In an interview with EW, Finn Jones provides intriguing details about his titular master of mystical martial arts Danny Rand, a.k.a. Iron Fist. Debuting in Marvel Comics in 1974, the character’s traditional origin story depicts him as the orphaned son of parents killed in the Himalayan wilderness, raised as a child in the lost city K’un-Lun. Believing Danny to be connected to a prophecy, the monks train him in their mystical ways, leading him to achieve an array of chi-related abilities, notably the power of the Iron Fist, channeling an indestructible, fiery force through his highly-trained fists.
Yet, in working with showrunner Scott Buck (Dexter, Six Feet Under) to translate Iron Fist to television, Jones has opted to focus his performance on Danny’s rather unconventional personal arc, juggling his amazing mystical powers along with an awkward transition to Western civilization upon arriving in New York, explaining:
“This is my version of Iron Fist, this is Scott Buck’s and Netflix’s and Marvel TV’s version of Iron Fist. We are dealing with an entity that is in and of itself.” Adding: “He’s a child trapped in a man’s body. He’s an incredibly fierce warrior, but he doesn’t know who he is.”

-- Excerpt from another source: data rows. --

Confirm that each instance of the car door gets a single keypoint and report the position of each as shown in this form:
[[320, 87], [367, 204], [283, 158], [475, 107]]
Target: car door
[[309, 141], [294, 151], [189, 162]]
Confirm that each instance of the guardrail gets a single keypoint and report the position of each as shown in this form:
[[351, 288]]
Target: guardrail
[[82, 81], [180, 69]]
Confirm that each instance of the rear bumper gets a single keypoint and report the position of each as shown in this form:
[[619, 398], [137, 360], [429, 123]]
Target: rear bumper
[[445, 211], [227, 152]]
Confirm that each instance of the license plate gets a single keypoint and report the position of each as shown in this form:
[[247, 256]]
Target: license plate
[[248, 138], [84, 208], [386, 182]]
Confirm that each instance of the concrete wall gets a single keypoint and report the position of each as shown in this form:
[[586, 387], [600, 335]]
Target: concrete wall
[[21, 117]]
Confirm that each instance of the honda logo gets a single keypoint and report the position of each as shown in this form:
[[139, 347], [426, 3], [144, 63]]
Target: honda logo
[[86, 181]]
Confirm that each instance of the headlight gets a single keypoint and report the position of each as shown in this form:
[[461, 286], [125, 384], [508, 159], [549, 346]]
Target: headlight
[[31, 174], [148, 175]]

Unlike his would-be “Heroes for Hire” partner in the superhero private sector Luke Cage, Danny Rand starts out high-strung and awed by the Western world, having been deprived of things that one typically experiences in life outside of lost mystical Himalayan cities. Much of the solo series will deal with Danny’s personal foibles as he figures out his place in this new society. Indeed, the Iron Fist solo series introduces a powerful, but broken individual locked in a state of arrested development. However, Danny’s maturation and sense of responsibility gained in that series will apparently be put to quick use in street level spinoff The Defenders. According to Jones:
“Iron Fist is like Danny in his adolescence, and The Defenders is like Danny taking responsibility and moving forward with his purpose. He’s craving desperately for family, for help, for guidance, for people to learn from, and for a team [in The Defenders]. But because of what happens in Iron Fist, he’s very untrusting. It’s really his way or no way.”
Of course, on Iron Fist, Jones’s Danny Rand will achieve some unique personal connections upon his arrival in the Big Apple with characters like Colleen Wing (fellow Game of Thrones cast member Jessica Henwick) and Joy Meachum (Jessica Stroup). Plus, the glue that holds the Marvel Netflix continuity together in the embattled night shift nurse-turned healer of heroes Claire Temple (Rosario Dawson) will also be around in some capacity. From there, he’ll be fighting alongside super-heroic peers like Matt Murdock/Daredevil (Charlie Cox), Jessica Jones (Krysten Ritter) and, fatefully, Luke Cage (Mike Colter). Consequently, for Iron Fist, 2017 is likely to be the single most tour-de-force year for a live-action rendition of a comic book character, perhaps ever.
Iron Fist will ball up its mystically-charged fists to make an impactful debut punch on Netflix on March 17. After that, the story of Danny Rand will continue when he joins a street level superteam to thwart a sinister plot by Sigourney Weaver’s Alexandra in The Defenders when that crossover series arrives sometime this summer.